Nietzsche pointed out long ago that, in a democracy, state institutions will quickly be colonised by resentment. (He used the French word, ressentiment, in order to emphasize the deep and pre-rational sources of the emotion.) Not able to win people by the normal means of cooperation, concession and mutual respect, the resentful will seek to co-opt the power of the state in order to break down resistance to their punitive goals. In the sphere of education the power of the state is enormous. Legal measures compel parents to educate their children, deprive them of any choice among the schools offered by the state, and impose a curriculum and timetable that transmit the secular and libertine morality best suited to inducing dependency on the state. I don’t say that there is an intention to produce dependency on the state: dependency arises by ‘an invisible hand’, once the egalitarians have succeeded in taking control of the educational network.

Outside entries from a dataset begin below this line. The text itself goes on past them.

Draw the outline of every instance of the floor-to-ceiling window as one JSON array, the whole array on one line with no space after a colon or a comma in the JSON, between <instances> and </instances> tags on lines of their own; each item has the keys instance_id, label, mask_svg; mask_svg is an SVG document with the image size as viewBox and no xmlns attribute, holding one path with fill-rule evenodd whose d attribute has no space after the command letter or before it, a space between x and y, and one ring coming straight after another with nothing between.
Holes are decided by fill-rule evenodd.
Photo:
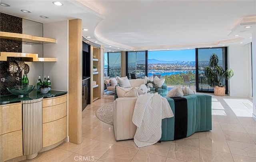
<instances>
[{"instance_id":1,"label":"floor-to-ceiling window","mask_svg":"<svg viewBox=\"0 0 256 162\"><path fill-rule=\"evenodd\" d=\"M167 85L182 84L182 74L188 75L190 79L195 78L195 50L148 51L148 75L161 74Z\"/></svg>"},{"instance_id":2,"label":"floor-to-ceiling window","mask_svg":"<svg viewBox=\"0 0 256 162\"><path fill-rule=\"evenodd\" d=\"M104 76L121 76L121 52L104 54Z\"/></svg>"},{"instance_id":3,"label":"floor-to-ceiling window","mask_svg":"<svg viewBox=\"0 0 256 162\"><path fill-rule=\"evenodd\" d=\"M131 51L126 53L126 75L130 78L130 73L135 74L136 77L146 75L147 51Z\"/></svg>"},{"instance_id":4,"label":"floor-to-ceiling window","mask_svg":"<svg viewBox=\"0 0 256 162\"><path fill-rule=\"evenodd\" d=\"M214 87L208 84L207 78L205 76L205 67L209 66L209 60L212 53L217 55L219 59L218 65L226 70L227 68L227 48L216 47L196 49L196 91L199 92L213 92ZM227 93L227 81L222 79L222 85L226 86L226 93Z\"/></svg>"}]
</instances>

Civil society, which flourishes through cooperation, emulation and a forgiving acceptance of talent greater than your own, does not make room for the resentful. Hence, since education is dedicated to achievement, knowledge and the growth of human potential, it should be entrusted to civil society and not to the state. This means that we should encourage the growth of private schools, which will rescue not only the children of the wealthy and the highly educated, but the children of everyone. Home schooling aims to recapture for the family children who had been confiscated by the state. It is, it seems to me, only an interim measure, which must make way, in due course, for the private school. In a flourishing private school children will be protected from state control while gaining valuable social resources from outside the family.
Read the whole thing. I hate public education, but I've never been comfortable with "pure" home schooling; however, I really like the idea of locally controlled private schools that pool the resources of the community for the good of the students -- that's what public schools are supposed to be, and maybe were until Nietzsche's predictions ran their course. I'm not a fan of Nietzsche, but he's got modern bureaucracy nailed.

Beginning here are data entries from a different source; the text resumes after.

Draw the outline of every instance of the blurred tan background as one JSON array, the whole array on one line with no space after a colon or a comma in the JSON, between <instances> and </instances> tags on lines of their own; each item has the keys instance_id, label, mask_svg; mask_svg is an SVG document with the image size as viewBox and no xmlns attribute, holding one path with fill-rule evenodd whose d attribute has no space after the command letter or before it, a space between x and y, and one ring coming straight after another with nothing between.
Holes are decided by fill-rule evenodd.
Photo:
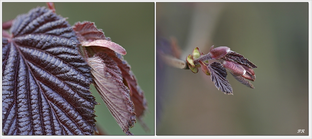
<instances>
[{"instance_id":1,"label":"blurred tan background","mask_svg":"<svg viewBox=\"0 0 312 139\"><path fill-rule=\"evenodd\" d=\"M13 19L45 3L2 3L2 20ZM154 3L55 3L56 13L67 17L72 25L78 21L94 22L105 36L127 51L124 58L131 66L139 85L145 92L148 110L144 120L150 131L145 132L137 121L130 131L134 135L154 134ZM124 135L105 103L91 87L101 105L95 106L96 124L109 135Z\"/></svg>"},{"instance_id":2,"label":"blurred tan background","mask_svg":"<svg viewBox=\"0 0 312 139\"><path fill-rule=\"evenodd\" d=\"M258 67L254 89L228 74L233 95L200 69L157 70L157 135L308 135L307 2L156 5L157 37L176 37L181 59L226 46Z\"/></svg>"}]
</instances>

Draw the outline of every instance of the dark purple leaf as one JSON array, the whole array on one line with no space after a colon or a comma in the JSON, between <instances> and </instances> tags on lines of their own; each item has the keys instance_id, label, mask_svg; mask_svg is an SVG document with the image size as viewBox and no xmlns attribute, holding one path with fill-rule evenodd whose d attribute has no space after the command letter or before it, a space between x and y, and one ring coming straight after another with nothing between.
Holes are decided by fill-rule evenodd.
<instances>
[{"instance_id":1,"label":"dark purple leaf","mask_svg":"<svg viewBox=\"0 0 312 139\"><path fill-rule=\"evenodd\" d=\"M248 73L246 73L248 74ZM238 81L238 82L240 82L245 85L251 88L255 88L255 87L253 87L253 85L252 85L252 84L251 84L251 83L250 83L250 82L245 79L241 76L235 75L232 73L231 73L231 74L232 74L232 75L233 75L233 77L234 77L234 78Z\"/></svg>"},{"instance_id":2,"label":"dark purple leaf","mask_svg":"<svg viewBox=\"0 0 312 139\"><path fill-rule=\"evenodd\" d=\"M229 61L234 61L238 63L245 65L251 68L258 67L242 55L234 51L230 50L227 54L221 58L223 60Z\"/></svg>"},{"instance_id":3,"label":"dark purple leaf","mask_svg":"<svg viewBox=\"0 0 312 139\"><path fill-rule=\"evenodd\" d=\"M221 63L214 62L208 65L208 67L211 72L211 80L214 83L215 86L225 94L233 94L232 87L227 79L227 70Z\"/></svg>"},{"instance_id":4,"label":"dark purple leaf","mask_svg":"<svg viewBox=\"0 0 312 139\"><path fill-rule=\"evenodd\" d=\"M3 135L93 135L90 68L65 19L39 7L2 38Z\"/></svg>"}]
</instances>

In the future, when I refer to eliminating the public school system, this is the post I'm going to link to to explain the alternative to my critics. Schools must be taken from the state and returned to the sphere of civil society.
(HT: Max Goss.)
Here's an interesting proposal from Tim at democracyforcalifornia.com who thinks that leftists need to infiltrate the conservative heartland of America using private schools. He does a pretty good job recognizing the principle numerical weakness of the modern "progressive" movement, but I don't think his solution of "Freedom Schools" is really practical.
First, demographics are against him. Not only are "heartland" areas more conservative, they also produce far more children than the leftist coasts. His idea to place leftist private schools in these conservative areas ignores the evidence that as people drift leftward they have fewer children. Even if the children his schools educate end up being more leftist than their parents, they'll end up having fewer kids of their own than will their rightist peers. It's an uphill battle that can't be won unless the converts of his Freedom Schools have more kids in total than the rightist kids who remain. In order for that to happen, he'd need to convert roughly two-thirds of this generation just to reach parity. Of course, the balance only needs to shift a small degree in order to produce some results, even if they aren't determinative.
Second, education is incredibly expensive. According to the Organization for Economic Cooperation and Development, America spent $7,397 per student for elementary and secondary education in the year 2000. So for the approximately $150 million the Democrats raised for John Kerry's presidential bid, they could have educated around 20,000 students for one year. Except that it took much more than a year to raise that much money, and millions of hours of volunteer labor. Plus, most private schools are more expensive to run than public schools, which that number mostly represents. Finally, 20,000 a tiny drop in the bucket considering that there are around 75,000,000 Americans between 0 and 18 years of age.
Anyway, as I said, it's an interesting idea. Personally, I'm completely in favor of eliminating public education entirely and moving towards a private elementary and secondary education system that mirrors our mostly private university system. Our university system is the best in the world, while our public primary education system is one of the worst. Do the math. I think Tim is way off base in thinking that leftist views are underrepresented in public education, considering that secular humanism is the only religion taught in public schools, but I wholeheartedly support his proposal insofar as I think more private and less public education would benefit our nation immensely.